En réalité, il n’existe nulle trace historique que de tels actes de barbarie aient été réellement commis. Seul un prieur de l’abbaye de Saint-Germain-des-Prés, Jacques du Breul, y fait allusion dans une chronique de 1612, mais sans apporter le moindre élément confirmant la véracité de ces abominables pratiques : « C’est de temps immémorial, que le bruit a couru qu’il y avait en la Cité de Paris, rue des Marmousets, un pâtissier meurtrier, lequel ayant occis en sa maison un homme, aidé à ce par un sien voisin Barbier, feignant raser la barbe : de la chair d’icelui faisait des pâtés qui se trouvaient meilleurs que les autres, d’autant que la chair de l’homme est plus délicate, à cause de la nourriture, que celle des autres animaux. Et que cela ayant été découvert, la Cour de Parlement ordonna qu’outre la punition du Pâtissier, sa maison soit rasée, et outre ce une pyramide ou colonne érigée audit lieu, en mémoire ignominieuse de ce détestable fait : de laquelle reste encore part et portion en ladite rue des Marmousets. »
Que cette tragique histoire ait, ou pas, réellement existé n’a guère d’importance, le plaisir morbide que l’on éprouve à la lecture ou à l’écoute de tels récits n’étant pas lié à un certificat d’authenticité. Qui peut d’ailleurs dire quel est le plus crédible, d'un évènement puisé dans la réalité, ou d'un autre dans la fiction ? Nicolas Boileau a, dans le Chant III de L’Art poétique, professé que « Le vrai peut quelquefois n’être pas vraisemblable ». À quoi l’on peut lui répondre qu’a contrario, la fiction prend souvent toutes les apparences de la vérité !

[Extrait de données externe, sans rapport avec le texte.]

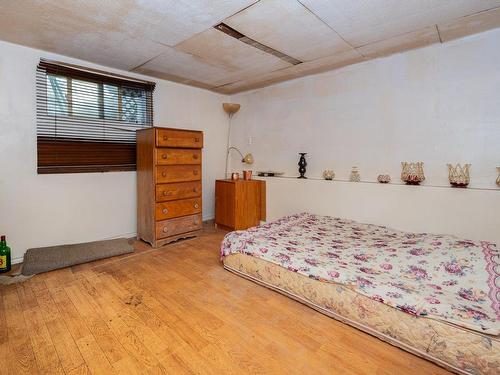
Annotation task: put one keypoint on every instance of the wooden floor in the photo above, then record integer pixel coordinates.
(176, 310)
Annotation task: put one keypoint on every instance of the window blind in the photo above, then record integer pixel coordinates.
(87, 119)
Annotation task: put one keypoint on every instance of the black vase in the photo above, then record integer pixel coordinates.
(302, 164)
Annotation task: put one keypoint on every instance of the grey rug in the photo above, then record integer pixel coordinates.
(45, 259)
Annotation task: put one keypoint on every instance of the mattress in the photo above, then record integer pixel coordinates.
(463, 347)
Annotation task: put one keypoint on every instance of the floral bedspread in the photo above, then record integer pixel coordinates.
(437, 276)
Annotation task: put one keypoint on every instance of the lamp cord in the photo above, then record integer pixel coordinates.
(227, 145)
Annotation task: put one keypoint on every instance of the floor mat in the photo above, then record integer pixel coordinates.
(45, 259)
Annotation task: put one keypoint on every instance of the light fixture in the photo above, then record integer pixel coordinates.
(231, 109)
(247, 159)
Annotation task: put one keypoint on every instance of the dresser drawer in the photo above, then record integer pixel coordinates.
(173, 156)
(179, 138)
(178, 173)
(179, 225)
(183, 207)
(181, 190)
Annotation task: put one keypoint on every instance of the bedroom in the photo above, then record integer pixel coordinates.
(363, 85)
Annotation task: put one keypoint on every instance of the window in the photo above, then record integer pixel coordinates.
(87, 119)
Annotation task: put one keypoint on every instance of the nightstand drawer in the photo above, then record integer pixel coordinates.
(177, 226)
(180, 190)
(179, 138)
(173, 156)
(178, 173)
(169, 210)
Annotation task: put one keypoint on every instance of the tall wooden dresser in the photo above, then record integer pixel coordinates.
(168, 184)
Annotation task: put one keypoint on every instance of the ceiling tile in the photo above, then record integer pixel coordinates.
(170, 22)
(400, 43)
(55, 27)
(174, 65)
(288, 27)
(311, 67)
(366, 21)
(470, 25)
(238, 59)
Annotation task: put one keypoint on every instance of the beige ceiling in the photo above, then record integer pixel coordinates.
(176, 39)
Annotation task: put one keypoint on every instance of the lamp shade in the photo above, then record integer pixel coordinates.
(248, 159)
(231, 108)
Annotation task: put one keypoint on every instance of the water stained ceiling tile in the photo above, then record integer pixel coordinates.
(470, 25)
(310, 67)
(174, 65)
(400, 43)
(366, 21)
(56, 27)
(240, 60)
(170, 22)
(176, 40)
(288, 27)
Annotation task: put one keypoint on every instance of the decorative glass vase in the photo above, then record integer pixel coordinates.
(412, 173)
(355, 176)
(458, 175)
(384, 178)
(302, 164)
(328, 174)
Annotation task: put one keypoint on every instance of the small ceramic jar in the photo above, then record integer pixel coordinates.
(328, 174)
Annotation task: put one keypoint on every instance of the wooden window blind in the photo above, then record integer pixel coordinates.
(87, 119)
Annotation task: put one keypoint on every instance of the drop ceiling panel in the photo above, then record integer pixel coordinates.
(288, 27)
(63, 31)
(176, 40)
(469, 25)
(175, 65)
(238, 59)
(295, 71)
(366, 21)
(172, 21)
(400, 43)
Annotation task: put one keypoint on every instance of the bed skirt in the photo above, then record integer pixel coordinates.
(455, 348)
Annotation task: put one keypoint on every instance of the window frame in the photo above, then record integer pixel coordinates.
(65, 151)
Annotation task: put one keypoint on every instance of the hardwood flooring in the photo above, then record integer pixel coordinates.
(175, 310)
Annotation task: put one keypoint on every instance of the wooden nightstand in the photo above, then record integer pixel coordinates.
(239, 204)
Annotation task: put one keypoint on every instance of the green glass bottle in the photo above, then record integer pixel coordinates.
(4, 255)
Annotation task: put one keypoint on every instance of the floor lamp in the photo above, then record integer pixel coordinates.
(231, 109)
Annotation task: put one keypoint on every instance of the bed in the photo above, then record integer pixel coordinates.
(435, 296)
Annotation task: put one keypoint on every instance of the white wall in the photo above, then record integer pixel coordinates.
(42, 210)
(439, 104)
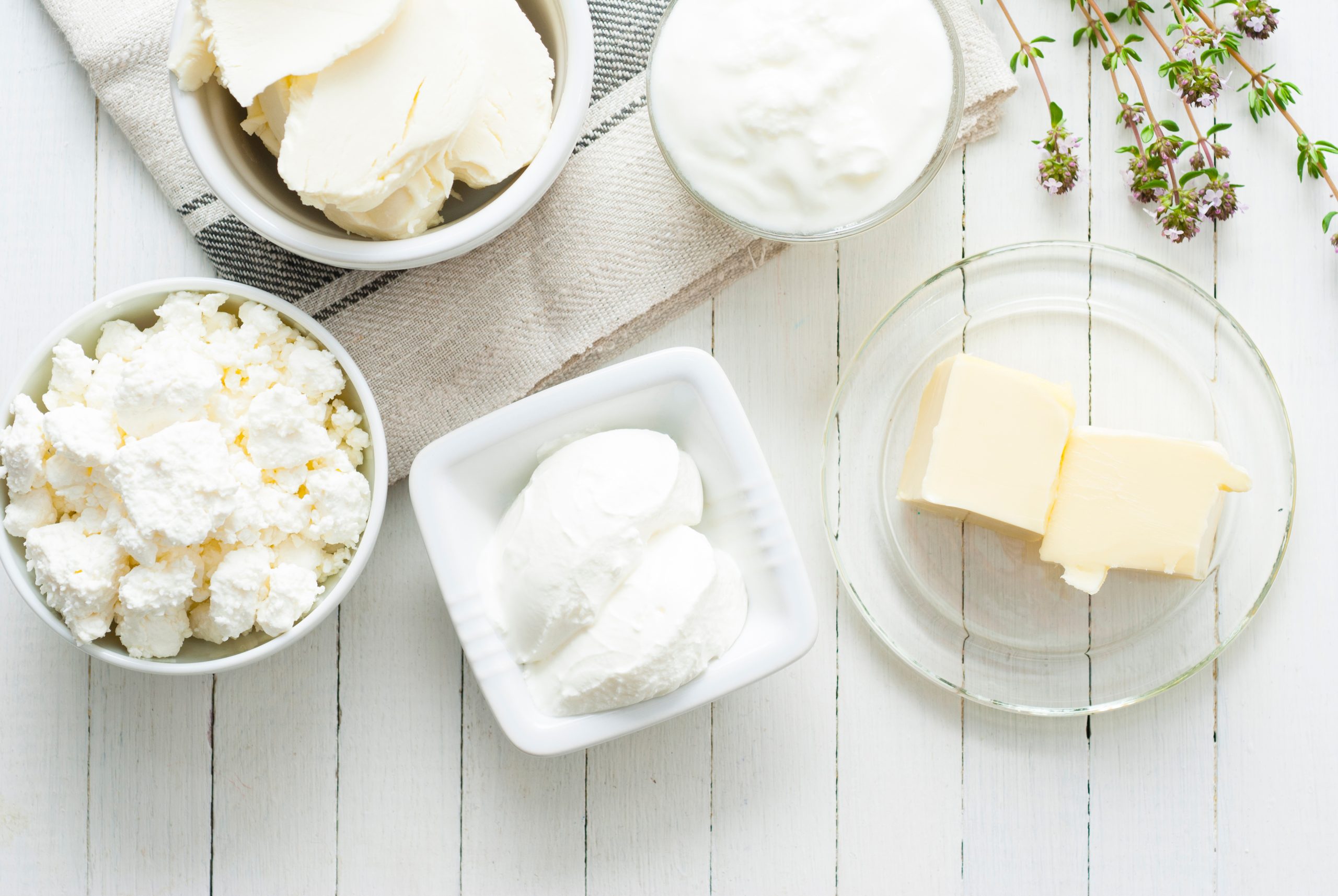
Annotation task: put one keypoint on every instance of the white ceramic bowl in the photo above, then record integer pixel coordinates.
(464, 483)
(244, 176)
(137, 304)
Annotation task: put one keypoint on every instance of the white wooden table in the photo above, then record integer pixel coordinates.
(364, 760)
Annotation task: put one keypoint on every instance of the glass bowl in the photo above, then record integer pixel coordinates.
(981, 614)
(945, 147)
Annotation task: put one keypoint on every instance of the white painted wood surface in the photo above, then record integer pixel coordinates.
(364, 760)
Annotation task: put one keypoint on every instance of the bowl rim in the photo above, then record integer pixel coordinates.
(105, 309)
(439, 244)
(949, 138)
(676, 365)
(830, 428)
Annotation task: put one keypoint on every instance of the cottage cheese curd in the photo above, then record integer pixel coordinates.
(196, 478)
(597, 582)
(375, 110)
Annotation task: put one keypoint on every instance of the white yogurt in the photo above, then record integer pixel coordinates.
(798, 117)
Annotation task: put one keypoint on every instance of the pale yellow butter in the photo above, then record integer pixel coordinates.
(1139, 502)
(987, 446)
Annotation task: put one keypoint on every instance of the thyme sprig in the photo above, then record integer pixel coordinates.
(1269, 94)
(1059, 170)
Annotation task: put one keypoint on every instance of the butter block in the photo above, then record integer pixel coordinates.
(988, 446)
(1138, 502)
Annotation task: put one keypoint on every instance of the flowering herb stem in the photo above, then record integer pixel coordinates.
(1210, 158)
(1031, 53)
(1263, 83)
(1129, 116)
(1147, 105)
(1059, 169)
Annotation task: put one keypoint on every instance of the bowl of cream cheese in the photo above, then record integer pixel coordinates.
(613, 552)
(390, 135)
(194, 477)
(802, 121)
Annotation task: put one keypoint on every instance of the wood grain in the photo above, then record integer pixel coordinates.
(399, 722)
(1278, 785)
(49, 192)
(364, 759)
(655, 787)
(1025, 773)
(774, 765)
(899, 737)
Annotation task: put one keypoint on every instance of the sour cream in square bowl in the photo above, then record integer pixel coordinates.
(194, 477)
(643, 487)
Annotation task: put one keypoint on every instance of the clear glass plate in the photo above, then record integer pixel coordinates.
(981, 614)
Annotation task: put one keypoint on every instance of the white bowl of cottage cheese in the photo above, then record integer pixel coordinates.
(193, 477)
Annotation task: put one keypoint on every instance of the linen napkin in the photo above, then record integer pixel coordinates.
(615, 250)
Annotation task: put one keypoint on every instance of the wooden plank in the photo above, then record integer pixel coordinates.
(899, 737)
(774, 764)
(648, 796)
(522, 818)
(1155, 760)
(275, 771)
(149, 764)
(1278, 794)
(1024, 777)
(399, 733)
(46, 245)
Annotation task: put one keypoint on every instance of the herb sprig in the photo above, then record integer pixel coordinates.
(1059, 170)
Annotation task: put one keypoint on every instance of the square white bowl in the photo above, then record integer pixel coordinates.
(464, 483)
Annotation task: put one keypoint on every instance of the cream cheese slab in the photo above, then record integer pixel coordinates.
(410, 93)
(987, 446)
(257, 42)
(1138, 502)
(515, 111)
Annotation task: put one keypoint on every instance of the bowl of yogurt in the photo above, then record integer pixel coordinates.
(193, 477)
(385, 134)
(806, 122)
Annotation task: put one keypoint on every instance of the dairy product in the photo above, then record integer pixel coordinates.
(683, 606)
(414, 90)
(378, 133)
(196, 478)
(987, 446)
(580, 529)
(257, 42)
(596, 581)
(515, 109)
(783, 113)
(1133, 501)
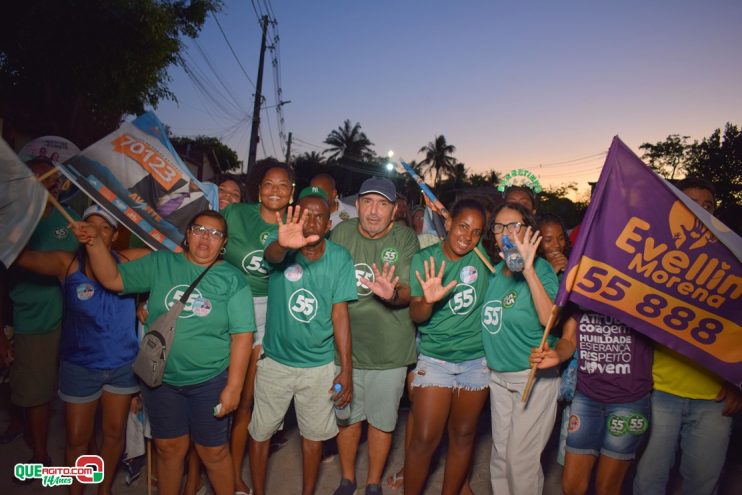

De telles légendes alliant le meurtre au cannibalisme ont sans doute existé dans de nombreux pays. Le cas le plus connu est celui de Sweeny Todd, un barbier londonien qui se chargeait d’occire certains de ses patients afin que sa maîtresse, Mrs Lovett, farcisse de leur chair ses pâtés en croûte. Cette histoire a connu un regain de succès outre-Manche lorsque Tim Burton l’a portée à l’écran en 2007 sous le titre Sweeney Todd, The Demon Barber of Fleet Street. L’histoire londonienne a-t-elle été inspirée par celle de la rue des Marmousets ? Nul ne le sait. Mais une chose est sûre : mieux vaut ne pas s’intéresser à ces barbiers et pâtissiers avant de passer à table, surtout s’il y a au menu des tourtes à la viande !
* La rue des Marmousets a été intégrée en 1874 dans la rue Chanoinesse.